September 22, 2011

Good Books for Paleontology

Sorry I disappeared. I am not dead. Just busy. Very, very busy.

Well, there is also the fact that I haven't been homeschooling much what with one thing or another. A little math here. Some Spanish there. And every once in awhile I have Miriam spell something.

But between the time we officially started school and now we have been studying paleontology, and while I have enjoyed it and my children have LOVED it, in the future I am going to avoid dragging units out. If possible, that is.

With that lengthy intro--here are our favorite books from paleontology.

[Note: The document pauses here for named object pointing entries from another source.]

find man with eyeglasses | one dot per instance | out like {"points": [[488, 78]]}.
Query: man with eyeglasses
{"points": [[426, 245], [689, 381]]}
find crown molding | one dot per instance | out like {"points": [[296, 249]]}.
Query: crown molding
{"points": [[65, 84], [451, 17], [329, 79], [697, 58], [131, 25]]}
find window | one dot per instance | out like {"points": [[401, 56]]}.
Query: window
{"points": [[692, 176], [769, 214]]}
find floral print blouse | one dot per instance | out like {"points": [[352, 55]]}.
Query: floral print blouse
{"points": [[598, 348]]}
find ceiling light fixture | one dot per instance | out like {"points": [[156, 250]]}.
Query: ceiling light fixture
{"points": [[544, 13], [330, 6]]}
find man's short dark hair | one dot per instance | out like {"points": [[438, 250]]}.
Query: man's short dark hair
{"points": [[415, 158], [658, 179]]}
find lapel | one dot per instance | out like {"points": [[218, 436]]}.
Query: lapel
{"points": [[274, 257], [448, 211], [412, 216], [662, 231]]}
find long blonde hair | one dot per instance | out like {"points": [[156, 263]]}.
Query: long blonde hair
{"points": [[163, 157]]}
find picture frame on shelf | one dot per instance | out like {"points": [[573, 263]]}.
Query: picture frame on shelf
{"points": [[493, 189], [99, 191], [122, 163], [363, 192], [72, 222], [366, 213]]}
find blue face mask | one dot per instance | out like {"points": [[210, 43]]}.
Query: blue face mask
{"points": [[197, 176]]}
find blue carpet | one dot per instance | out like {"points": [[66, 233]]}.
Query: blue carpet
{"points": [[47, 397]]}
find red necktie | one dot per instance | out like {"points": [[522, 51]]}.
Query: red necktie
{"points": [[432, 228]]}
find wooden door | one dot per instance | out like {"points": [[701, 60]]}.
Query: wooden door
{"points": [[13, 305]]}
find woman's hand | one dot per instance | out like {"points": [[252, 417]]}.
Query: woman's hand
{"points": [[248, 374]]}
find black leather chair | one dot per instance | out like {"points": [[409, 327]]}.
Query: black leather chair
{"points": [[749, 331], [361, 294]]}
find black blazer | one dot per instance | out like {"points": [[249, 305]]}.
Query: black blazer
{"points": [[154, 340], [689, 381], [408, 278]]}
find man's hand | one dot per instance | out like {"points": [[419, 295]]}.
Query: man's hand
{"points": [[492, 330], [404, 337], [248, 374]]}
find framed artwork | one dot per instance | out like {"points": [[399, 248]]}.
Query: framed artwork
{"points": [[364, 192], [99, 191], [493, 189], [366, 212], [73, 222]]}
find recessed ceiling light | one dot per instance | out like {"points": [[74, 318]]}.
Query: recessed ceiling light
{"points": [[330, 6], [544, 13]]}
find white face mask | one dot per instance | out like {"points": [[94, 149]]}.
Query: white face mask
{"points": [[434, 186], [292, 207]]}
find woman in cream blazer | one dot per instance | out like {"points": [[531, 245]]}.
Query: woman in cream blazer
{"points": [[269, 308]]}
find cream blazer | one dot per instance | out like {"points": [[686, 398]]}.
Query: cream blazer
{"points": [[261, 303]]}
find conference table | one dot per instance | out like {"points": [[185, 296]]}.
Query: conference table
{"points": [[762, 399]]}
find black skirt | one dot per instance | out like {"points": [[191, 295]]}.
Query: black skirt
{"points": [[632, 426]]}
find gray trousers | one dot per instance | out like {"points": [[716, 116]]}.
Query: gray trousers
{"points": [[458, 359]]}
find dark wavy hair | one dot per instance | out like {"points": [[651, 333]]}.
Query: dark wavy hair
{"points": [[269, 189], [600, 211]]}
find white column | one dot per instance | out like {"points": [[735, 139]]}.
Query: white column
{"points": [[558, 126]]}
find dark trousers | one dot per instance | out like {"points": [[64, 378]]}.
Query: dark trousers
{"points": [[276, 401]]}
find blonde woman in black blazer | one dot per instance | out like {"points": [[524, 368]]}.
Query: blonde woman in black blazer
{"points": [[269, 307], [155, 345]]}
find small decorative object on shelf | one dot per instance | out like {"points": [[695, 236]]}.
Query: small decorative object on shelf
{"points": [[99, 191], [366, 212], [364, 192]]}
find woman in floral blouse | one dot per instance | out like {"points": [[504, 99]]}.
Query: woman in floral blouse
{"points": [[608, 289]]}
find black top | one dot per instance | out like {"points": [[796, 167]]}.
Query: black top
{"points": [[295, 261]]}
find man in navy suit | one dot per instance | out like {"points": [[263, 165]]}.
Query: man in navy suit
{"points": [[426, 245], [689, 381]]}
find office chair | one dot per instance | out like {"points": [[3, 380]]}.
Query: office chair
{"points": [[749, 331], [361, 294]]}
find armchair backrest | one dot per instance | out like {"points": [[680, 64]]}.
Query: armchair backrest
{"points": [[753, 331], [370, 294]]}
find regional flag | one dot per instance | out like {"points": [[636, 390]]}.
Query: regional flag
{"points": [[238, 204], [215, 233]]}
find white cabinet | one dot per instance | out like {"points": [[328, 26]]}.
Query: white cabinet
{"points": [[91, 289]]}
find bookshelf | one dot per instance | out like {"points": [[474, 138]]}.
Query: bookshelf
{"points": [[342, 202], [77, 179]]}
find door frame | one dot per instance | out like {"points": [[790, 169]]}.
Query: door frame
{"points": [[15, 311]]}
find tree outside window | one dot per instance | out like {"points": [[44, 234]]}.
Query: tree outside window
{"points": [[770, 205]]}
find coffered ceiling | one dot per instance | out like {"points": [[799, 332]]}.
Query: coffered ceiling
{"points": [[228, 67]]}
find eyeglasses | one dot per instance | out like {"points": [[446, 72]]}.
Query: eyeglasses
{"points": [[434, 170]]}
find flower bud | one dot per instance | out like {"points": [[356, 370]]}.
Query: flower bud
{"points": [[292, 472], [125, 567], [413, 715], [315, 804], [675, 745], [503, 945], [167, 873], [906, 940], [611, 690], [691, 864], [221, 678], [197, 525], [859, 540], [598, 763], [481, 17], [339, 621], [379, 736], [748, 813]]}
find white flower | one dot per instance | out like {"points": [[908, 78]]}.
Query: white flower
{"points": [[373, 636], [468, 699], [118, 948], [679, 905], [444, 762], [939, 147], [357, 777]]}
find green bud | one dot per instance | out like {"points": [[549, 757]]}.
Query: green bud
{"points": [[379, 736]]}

Mysteries of the Fossil Dig: How Paleontologists Learn About Dinosaurs by Pamela Rushby. This is one of the very best of the best. National Geographic usually lives up to its reputation, and it certainly did in this case. The pics are awesome and the text is informative without being too lengthy.

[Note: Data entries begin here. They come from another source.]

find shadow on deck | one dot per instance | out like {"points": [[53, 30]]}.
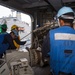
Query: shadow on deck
{"points": [[42, 70]]}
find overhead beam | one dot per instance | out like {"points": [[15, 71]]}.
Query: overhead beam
{"points": [[65, 1], [50, 5], [35, 4], [57, 4]]}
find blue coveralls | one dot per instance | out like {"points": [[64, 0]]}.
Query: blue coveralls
{"points": [[62, 50]]}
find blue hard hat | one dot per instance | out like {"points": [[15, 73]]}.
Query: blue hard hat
{"points": [[64, 10]]}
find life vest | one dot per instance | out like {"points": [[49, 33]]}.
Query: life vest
{"points": [[62, 50], [3, 46], [16, 45]]}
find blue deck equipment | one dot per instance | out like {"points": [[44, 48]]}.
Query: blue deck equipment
{"points": [[3, 47]]}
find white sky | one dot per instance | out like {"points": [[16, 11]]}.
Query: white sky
{"points": [[5, 12]]}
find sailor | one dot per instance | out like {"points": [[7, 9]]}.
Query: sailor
{"points": [[62, 44]]}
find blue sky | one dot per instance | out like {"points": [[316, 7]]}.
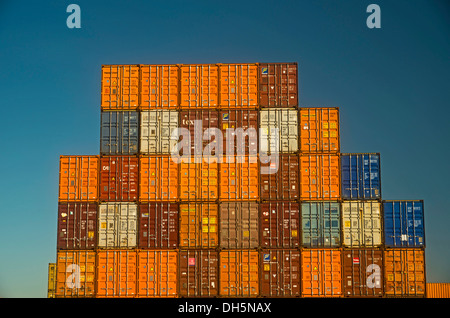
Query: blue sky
{"points": [[392, 86]]}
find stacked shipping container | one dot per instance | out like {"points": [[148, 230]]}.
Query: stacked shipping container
{"points": [[276, 210]]}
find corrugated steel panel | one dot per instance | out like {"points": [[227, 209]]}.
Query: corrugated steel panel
{"points": [[360, 174], [404, 223]]}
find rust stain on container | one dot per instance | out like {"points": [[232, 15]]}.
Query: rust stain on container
{"points": [[199, 273]]}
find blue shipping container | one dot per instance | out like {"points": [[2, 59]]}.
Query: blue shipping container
{"points": [[321, 226], [360, 176], [404, 223], [119, 134]]}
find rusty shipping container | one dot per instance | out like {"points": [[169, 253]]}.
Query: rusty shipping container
{"points": [[239, 178], [278, 84], [75, 273], [319, 130], [282, 180], [158, 225], [77, 225], [199, 86], [239, 273], [279, 224], [362, 272], [119, 178], [116, 273], [199, 273], [321, 272], [158, 178], [238, 85], [280, 273], [239, 224], [159, 87], [157, 273], [239, 129], [404, 272], [319, 177], [120, 87], [78, 178]]}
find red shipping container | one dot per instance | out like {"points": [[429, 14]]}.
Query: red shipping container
{"points": [[119, 178]]}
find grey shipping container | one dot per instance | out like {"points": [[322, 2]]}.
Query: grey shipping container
{"points": [[119, 133]]}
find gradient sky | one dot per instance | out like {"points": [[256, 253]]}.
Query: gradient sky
{"points": [[392, 86]]}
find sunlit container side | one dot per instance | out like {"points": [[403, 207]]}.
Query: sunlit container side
{"points": [[404, 223], [361, 176], [199, 180], [321, 224], [404, 272], [239, 273], [117, 225], [157, 273], [116, 273], [239, 128], [438, 290], [239, 178], [361, 223], [280, 273], [120, 87], [159, 86], [279, 224], [238, 85], [199, 225], [75, 273], [119, 178], [198, 273], [278, 84], [278, 130], [199, 86], [78, 178], [158, 178], [156, 129], [51, 285], [158, 225], [362, 272], [321, 273], [319, 177], [319, 130], [77, 225], [282, 183], [119, 133], [199, 123], [239, 224]]}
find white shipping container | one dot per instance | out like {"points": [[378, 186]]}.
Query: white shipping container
{"points": [[117, 225], [361, 223], [156, 129], [285, 120]]}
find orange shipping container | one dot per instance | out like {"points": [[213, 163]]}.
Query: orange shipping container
{"points": [[159, 86], [158, 178], [199, 225], [120, 87], [116, 273], [404, 272], [199, 180], [438, 290], [78, 178], [239, 273], [319, 130], [319, 177], [75, 273], [199, 86], [239, 178], [238, 85], [321, 273], [157, 273]]}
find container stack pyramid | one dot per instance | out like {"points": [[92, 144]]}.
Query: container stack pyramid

Sabertooth Cat by Janet Riehecky. I didn't think any of the sabertooth cat books we found in our Davis County library system or Weber County library system are that great. However, the idea of sabertooth cats is riveting to children--boys especially--so the kids loved the books despite the books' many flaws.
The Dinosaur Bone Battle Between O.C. Marsh and Edward Drinker Cope by Brooke Hartzog. Another great story of selfishness and greed leading men down unpleasant paths. Moral to the story--plus good dino information. Winner.

Cave Detectives: Unraveling the Mystery of An Ice Age Cave by David L. Harrison. GOLD STAR BOOK. This was by far the best book we read. I was riveted, my children were riveted. Miriam changed her mind, after reading this book, about being an animal rescuer when she grows up. Now she wants to be an animal rescuer and scientist, so she can go explore the cave. Just plain amazing. Read it--even if you have no good reason to do so.
Fossils Tell of Long Ago by Aliki. I still haven't found a perfect fossil book, but this one isn't bad. My children liked it and the explanations were helpful. It was definitely better than many that I read and returned to the library without reading them to the kids.

Kaleidoscope: Fossils by Roy Gallant. This book is old but it falls into the "oldie but goodie" category.

Geology Rocks! Fossils by Rebecca Faulkner. This book has the best fossil pictures and the best glossary. Miriam used the glossary to find definitions to write on our vocab chart on the wall. Plus, I read it to the children and they all liked it and sat through it.

Trapped in Tar: Fossils From the Ice Age by Caroline Arnold. I kept this book, instead of returning it to the library, because there is a picture of sabertooth cat fossils and I thought Cowen would like to see it. I wasn't real impressed by the rest of the book. The book is ancient, the pictures are terrible (quality--not content), and there is too much text per page for my children's ages. I pulled it out to show my kids a few pictures, and they made me read the whole thing. Sometimes my children surprise me. They loved the idea of the animals getting sucked down to death. Gruesome--but they loved the book, so there you go.

Rare Treasure: Mary Anning and Her Remarkable Discoveries by Don Brown. There are several Mary Anning books out there and most of them are JUNK. If you are studying Mary Anning (and you should, you really should!) stick to this children's book biography or a biography written for adults/YA. Maybe that sounds harsh to the other books but I read four or five and they were all HISTORICALLY INACCURATE. The historian in me cringed. You don't need to dress up/mess up a story like Mary Anning's. As to this book's quality--aside from it being the most historically correct--it is great. The illustrations aren't my style, but my children loved it and started playing "dino explorer" after reading it. Awesome.
Ice Age Sabertooth: The Most Ferocious Cat That Ever Lived by Barbara Hehner. Another okay sabertooth cat book.

So there you have it. We read a ton more and both library districts in our neck of the woods are chock-full of paleontology books, but these are the ones we liked best. I can't reiterate enough that you should immediately switch to your library homepage and reserve a copy of Cave Detectives. It is that good.